In my practice, I have researched mundane spaces through observing people’s behavioural patterns. My sculptural interventions are based on an understanding of the urban architectural environment and people’s expectations of this public space. As an artistic intervention, my works transform the viewer’s expectation to explore how daily circumstances can be changed into artistic experience. I also create unfamiliar stories through accidental situations. I explore sculptural contexts, including physical symbolic relations, cultural authority relations and various process of interactions within the urban space. Tactility is important for experience and understanding my practice.

 Boken Pillar

 Broken Pillar (detail)

When you first started these installations was it hard to get a gallery to agree to put holes in their walls? What has been the most technically challenging piece so far?

It seems that nobody wants to put holes in their walls! I do, however, have a technique whereby I do not need to damage the wall, though I still need permission to install my work. It started in art school, whom I thanks for for their generosity in allowing such artistic experimentation. My practice is not based on technique. For example, in my work ‘the screw’, the conceptual adventure was more important than the artistic technique. ‘the screw’ is my most challenging piece in that sense. 

What do you hope the viewer gains/reacts from looking at your work?

Over the last 7 years I have developed my practice of sculptural interventions within architectural spaces. This investigation has taken the form of discreet interventions in slightly unusual places, which can make people disorientated. I’ve tried to make people experience the whole space as a sculpture.

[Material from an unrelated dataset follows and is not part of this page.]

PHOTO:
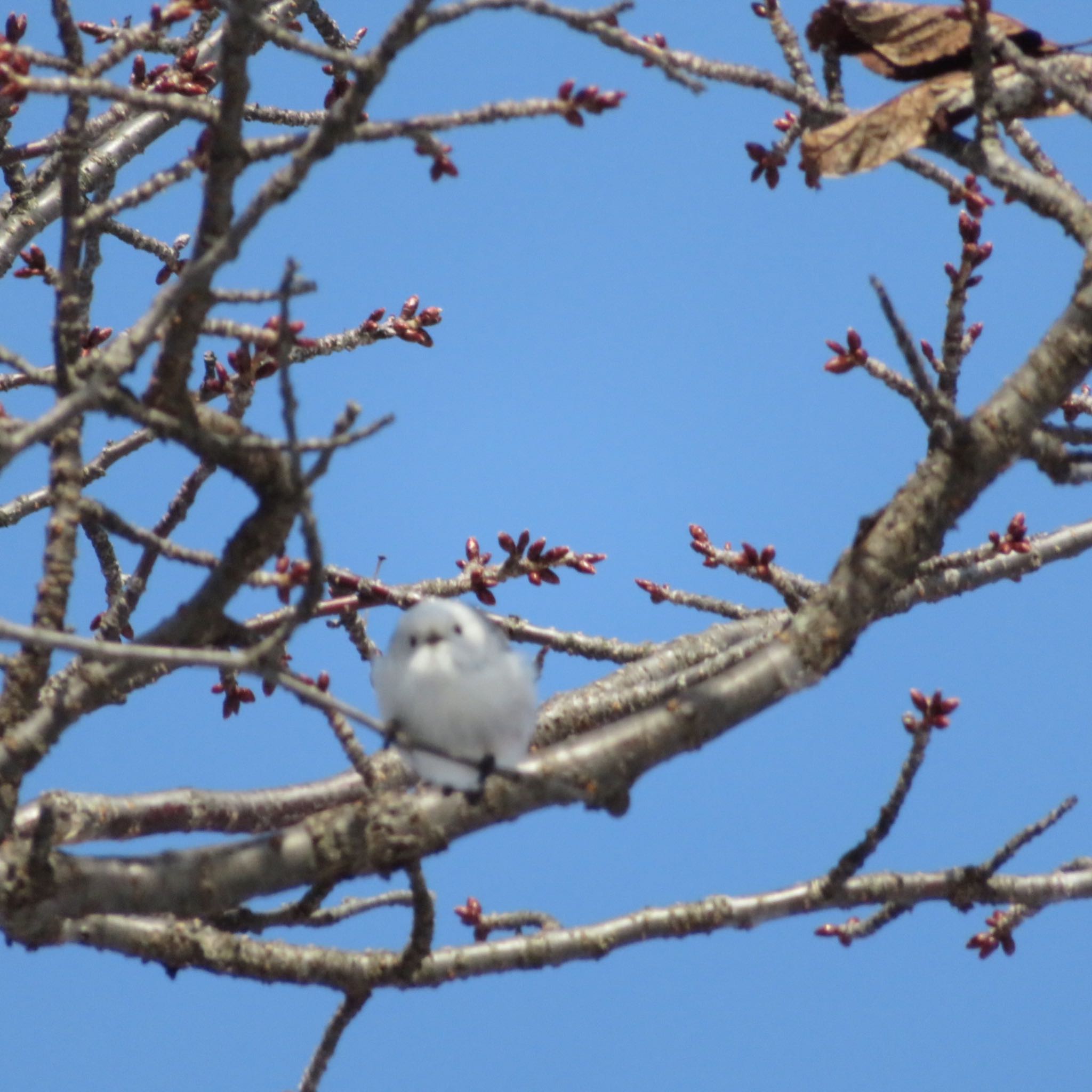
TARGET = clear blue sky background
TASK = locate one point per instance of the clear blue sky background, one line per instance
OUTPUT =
(632, 341)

If the whole space is a glass of water, my intervention is one drop of coloured ink so to speak. I’m interested in the method of dispersion. As such I see my interventions as a sort of catalyst which makes the viewer to see the whole space as site for discovery. Viewers become active discoverers in these sites using all their senses.

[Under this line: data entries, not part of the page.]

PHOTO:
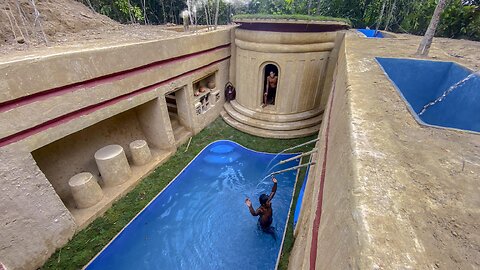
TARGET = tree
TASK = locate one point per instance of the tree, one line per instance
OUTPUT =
(216, 14)
(426, 42)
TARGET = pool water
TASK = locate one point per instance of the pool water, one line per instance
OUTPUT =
(371, 33)
(200, 220)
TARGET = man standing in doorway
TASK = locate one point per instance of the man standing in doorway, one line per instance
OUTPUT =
(270, 89)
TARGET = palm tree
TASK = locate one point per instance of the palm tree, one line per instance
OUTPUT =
(432, 27)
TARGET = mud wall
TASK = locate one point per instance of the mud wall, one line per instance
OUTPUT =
(63, 106)
(301, 58)
(326, 233)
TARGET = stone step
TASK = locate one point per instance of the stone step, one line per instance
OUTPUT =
(269, 124)
(280, 118)
(277, 134)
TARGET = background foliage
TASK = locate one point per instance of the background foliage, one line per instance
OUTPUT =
(461, 18)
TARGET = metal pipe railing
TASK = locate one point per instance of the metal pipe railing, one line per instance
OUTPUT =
(300, 145)
(298, 156)
(293, 168)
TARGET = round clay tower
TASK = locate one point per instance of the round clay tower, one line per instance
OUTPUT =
(281, 69)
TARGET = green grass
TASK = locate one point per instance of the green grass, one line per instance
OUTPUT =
(290, 17)
(88, 242)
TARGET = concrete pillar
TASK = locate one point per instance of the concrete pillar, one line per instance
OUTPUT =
(155, 123)
(140, 152)
(112, 164)
(85, 190)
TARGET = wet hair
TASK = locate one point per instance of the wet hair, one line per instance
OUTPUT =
(263, 199)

Crack on the wall no. 1 - close up 2

The Pagoda

What artwork have you seen recently that has resonated with you?

Anthony Gormley’s recent massive sculptures are very interesting. They’re different from his previous pieces. People walk through, crawl into and climb on them because they are not objects which can be understood without using the body. In other word, his recent works can be experienced with one's whole body.         

Tell us a bit about how you spend your day/studio routine, what is your studio like?

I’m doing an art residency two hours from my home. I go to my studio 4 days a week and am also writing my doctoral thesis. I’m not a studio-based artist normally. I usually like spending time in the actual spaces for which I'm making plans as well as finding new sites for my interventions.  

What does the future hold for you as an artist? Is there anything new and exciting in the pipeline you would like to tell us about?

I’m preparing the two solo shows, one in Seoul and another in London 2018. That’s always an exciting plan for me. I can’t say exactly what at the moment but the new works will be totally different and yet in some way still predictable from my previous work.